The games of Shirov and Morozevich

A huge amount of data isn’t needed to test idea of using heatmaps to visualize game openings, so I started with two pgn files that contained games of Grandmasters Alexei Shirov and Alexander Morozevich, about 1,000 total. These games where played between 1990 and 2006. For an opening book, I based mine on an extended ECO encoding called SCID.

The data generated from the games and openings are stored on a database “in the cloud”. That data is then used as a basis for the heatmaps I’m about to show.

Mapping frequency of occurrence

How often do these two grandmasters encountered any position in their game openings? Positions from early moves will be encountered more frequently, later moves will lead to reoccurring positions as well. The following heatmaps only show data for positions that occur at least 10 times in the game data for each grandmaster.

GM Shirov’s openings

A player can be either White or Black. To begin, let’s map Shirov’s openings as the White player.

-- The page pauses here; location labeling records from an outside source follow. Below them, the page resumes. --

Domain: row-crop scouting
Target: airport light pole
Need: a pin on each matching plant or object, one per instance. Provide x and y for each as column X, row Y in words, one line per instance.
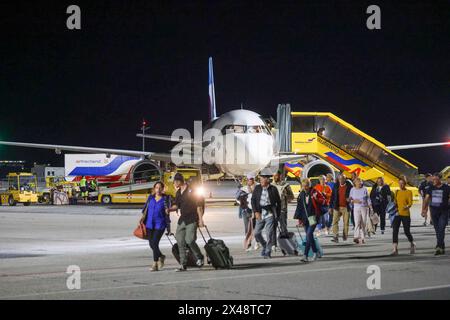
column 144, row 127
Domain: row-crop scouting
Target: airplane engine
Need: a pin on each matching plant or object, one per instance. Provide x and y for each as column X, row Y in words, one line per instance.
column 145, row 171
column 316, row 168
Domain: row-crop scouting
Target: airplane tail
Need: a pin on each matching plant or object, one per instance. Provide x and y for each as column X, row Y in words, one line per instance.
column 212, row 93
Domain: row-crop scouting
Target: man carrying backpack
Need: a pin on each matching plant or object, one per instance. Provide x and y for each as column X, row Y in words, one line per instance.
column 266, row 204
column 438, row 197
column 340, row 204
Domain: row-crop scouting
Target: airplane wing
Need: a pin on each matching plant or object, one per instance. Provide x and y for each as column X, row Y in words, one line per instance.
column 166, row 138
column 282, row 158
column 59, row 148
column 416, row 146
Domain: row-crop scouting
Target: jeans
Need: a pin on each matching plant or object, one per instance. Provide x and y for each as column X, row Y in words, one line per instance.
column 153, row 240
column 381, row 212
column 440, row 218
column 283, row 222
column 341, row 212
column 266, row 225
column 406, row 221
column 310, row 243
column 186, row 235
column 360, row 215
column 246, row 216
column 329, row 219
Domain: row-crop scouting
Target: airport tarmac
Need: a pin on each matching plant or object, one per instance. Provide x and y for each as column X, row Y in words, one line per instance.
column 38, row 243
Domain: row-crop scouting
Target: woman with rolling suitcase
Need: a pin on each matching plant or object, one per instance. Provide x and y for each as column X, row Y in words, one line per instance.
column 307, row 216
column 156, row 219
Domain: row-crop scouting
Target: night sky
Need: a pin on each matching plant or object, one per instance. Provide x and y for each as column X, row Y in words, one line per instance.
column 135, row 59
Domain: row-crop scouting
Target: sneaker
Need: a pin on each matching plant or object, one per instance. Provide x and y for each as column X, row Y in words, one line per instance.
column 160, row 262
column 200, row 262
column 181, row 269
column 263, row 252
column 154, row 266
column 413, row 248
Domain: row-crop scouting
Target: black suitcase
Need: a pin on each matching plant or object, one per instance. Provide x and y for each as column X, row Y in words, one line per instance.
column 217, row 252
column 191, row 260
column 287, row 242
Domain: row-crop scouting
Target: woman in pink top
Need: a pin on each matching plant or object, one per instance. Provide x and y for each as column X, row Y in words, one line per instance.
column 359, row 197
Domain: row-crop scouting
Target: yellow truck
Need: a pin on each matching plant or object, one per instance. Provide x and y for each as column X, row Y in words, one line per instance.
column 138, row 193
column 21, row 189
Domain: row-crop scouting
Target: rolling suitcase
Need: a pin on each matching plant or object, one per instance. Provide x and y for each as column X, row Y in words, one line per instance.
column 287, row 243
column 191, row 260
column 301, row 244
column 217, row 252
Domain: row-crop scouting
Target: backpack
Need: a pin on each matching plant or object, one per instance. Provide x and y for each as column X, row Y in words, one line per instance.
column 319, row 202
column 391, row 208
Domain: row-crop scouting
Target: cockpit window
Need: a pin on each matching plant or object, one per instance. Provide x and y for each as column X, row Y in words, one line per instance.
column 233, row 128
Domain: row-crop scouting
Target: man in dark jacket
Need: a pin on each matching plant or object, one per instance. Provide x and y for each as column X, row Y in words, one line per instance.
column 379, row 197
column 424, row 187
column 266, row 205
column 340, row 204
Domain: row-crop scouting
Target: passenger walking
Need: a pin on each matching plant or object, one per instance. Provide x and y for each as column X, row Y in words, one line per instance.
column 379, row 197
column 155, row 217
column 340, row 200
column 404, row 201
column 83, row 188
column 191, row 208
column 266, row 204
column 438, row 197
column 307, row 215
column 424, row 186
column 286, row 195
column 360, row 199
column 326, row 191
column 331, row 182
column 245, row 209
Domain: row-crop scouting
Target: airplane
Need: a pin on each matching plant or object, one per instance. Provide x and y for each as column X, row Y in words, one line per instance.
column 247, row 129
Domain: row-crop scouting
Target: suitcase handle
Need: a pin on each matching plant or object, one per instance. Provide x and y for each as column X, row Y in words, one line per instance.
column 199, row 229
column 300, row 234
column 168, row 237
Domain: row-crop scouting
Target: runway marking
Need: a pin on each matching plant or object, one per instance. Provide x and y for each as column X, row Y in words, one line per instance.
column 222, row 278
column 426, row 288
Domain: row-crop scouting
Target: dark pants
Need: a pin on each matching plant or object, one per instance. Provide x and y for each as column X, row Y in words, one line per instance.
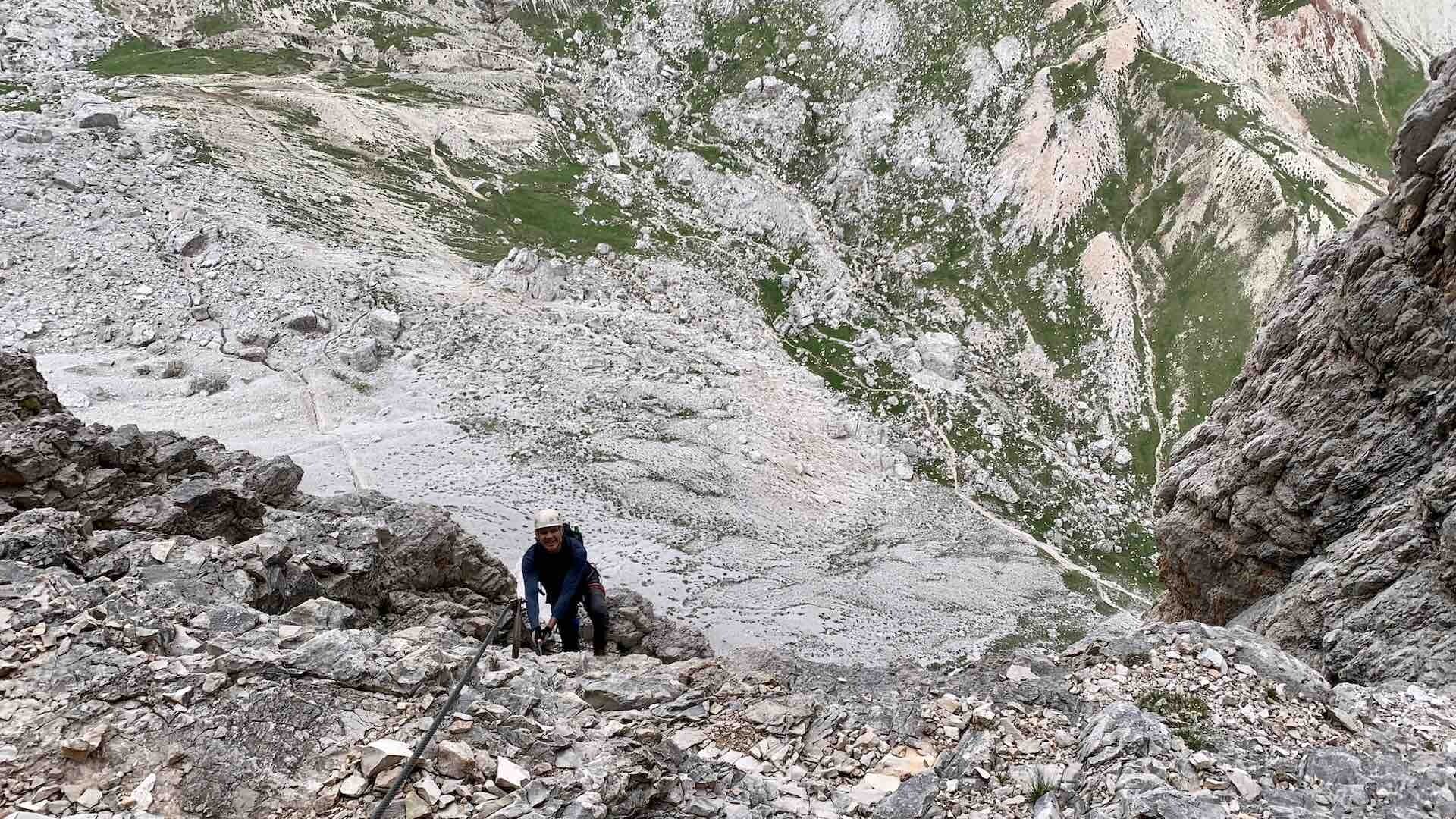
column 596, row 601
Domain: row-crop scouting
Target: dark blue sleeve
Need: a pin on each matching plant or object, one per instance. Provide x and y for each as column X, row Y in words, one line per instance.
column 568, row 588
column 532, row 591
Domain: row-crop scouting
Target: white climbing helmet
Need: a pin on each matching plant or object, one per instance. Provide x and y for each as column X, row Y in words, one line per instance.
column 548, row 518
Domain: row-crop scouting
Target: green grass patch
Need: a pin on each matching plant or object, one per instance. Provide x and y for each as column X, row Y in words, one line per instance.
column 136, row 57
column 1365, row 129
column 1270, row 9
column 1074, row 85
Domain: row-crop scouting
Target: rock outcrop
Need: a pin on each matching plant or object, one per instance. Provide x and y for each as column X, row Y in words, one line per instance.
column 196, row 637
column 1315, row 502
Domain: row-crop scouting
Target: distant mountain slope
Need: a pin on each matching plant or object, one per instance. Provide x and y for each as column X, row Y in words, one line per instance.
column 1034, row 237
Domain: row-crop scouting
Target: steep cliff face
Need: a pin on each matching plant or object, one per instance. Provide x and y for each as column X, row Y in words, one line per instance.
column 1313, row 504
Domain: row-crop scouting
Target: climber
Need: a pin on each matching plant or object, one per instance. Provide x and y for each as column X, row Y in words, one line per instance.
column 558, row 563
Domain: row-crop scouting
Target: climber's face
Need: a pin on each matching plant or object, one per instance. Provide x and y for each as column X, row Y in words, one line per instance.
column 549, row 538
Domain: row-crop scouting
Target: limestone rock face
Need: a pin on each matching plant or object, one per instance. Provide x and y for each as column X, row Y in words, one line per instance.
column 1313, row 503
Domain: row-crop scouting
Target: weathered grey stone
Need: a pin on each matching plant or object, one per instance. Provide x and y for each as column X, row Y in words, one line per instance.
column 912, row 799
column 509, row 776
column 382, row 755
column 383, row 324
column 1168, row 803
column 456, row 760
column 46, row 537
column 617, row 694
column 938, row 353
column 1122, row 729
column 357, row 352
column 306, row 319
column 1308, row 504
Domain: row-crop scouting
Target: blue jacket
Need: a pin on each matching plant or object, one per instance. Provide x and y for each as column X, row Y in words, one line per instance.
column 563, row 575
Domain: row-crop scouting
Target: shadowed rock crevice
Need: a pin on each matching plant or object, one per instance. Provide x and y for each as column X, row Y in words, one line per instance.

Shirov's openings as White

The first thing to notice is that Shirov during this period played either e4 (B00, 394 times) or much less often, d4 (A40, 35 times). Red indicates a higher occurrence of a position and blue the least number of occurrences.

Expanding the map

If you’re like me, you aren’t able to remember what opening and ECO code refers to, so let’s expand the heat map:

expanded heat map

This visualization takes up more screen real estate, but you don’t have to remember that, say, C00 is the French Defence.

GM Morozevich’s openings

By using the condensed maps, one can easily compare the opening repertoire of GM Morozevich vs GM Shirov; here’s Morozevich’s heat map:

heat map for Morozevich

Right away we see that Morozevich mixes it up just a little by throwing in the occasional English Opening (A10). Also, the second row (move 2) shows two COO (French Defence) squares, whereas Shirov only had one. What gives? Well, ECO codes are not that specific, and the same code can encompass two variations. By expanding the map, it can be seen what the difference is:

Two variations of the French

Ah! Morozevich occasionally likes to respond 2.d3 instead of 2.d4, whereas Shirov consistently plays the 2.d4.

Mapping frequence of responses

It’s possible to drill down a half-ply further and look at the responses to a move. Here are the opponent’s responses that Morozevich encountered after 2.d4 in the French:

Responses to 2.d4

All but two of Moro’s opponents chose to go into a French Defence proper with a response of 2…d5, but in one case the opening transposed to an Owen Defense, and the other to a Franco-Benoni variation of the French.

Mapping frequence of success

One last thing to be examined is how often an opening leads to a successful outcome. Again looking at the openings of Shirov, I can switch the map to color-code each opening position by average score:

Average score of games where opening position occurs

It at first seems curious that Shirov scored higher, on average, with opening positions he encountered less frequently (those to the right and bottom). Why is that? Wouldn’t he want to play an opening that scored better more often?

There are several possible explanations. B07, for example, is the Pirc, hand that could be a harder opening to defend as Black than C60, which is a Ruy Lopez. Few occurrence of a position also means that any single game’s outcome has a greater effect on the average score.

Conclusion

Some interesting chess-related visualizations can be done with heatmaps. I hope to explore more ideas in future posts.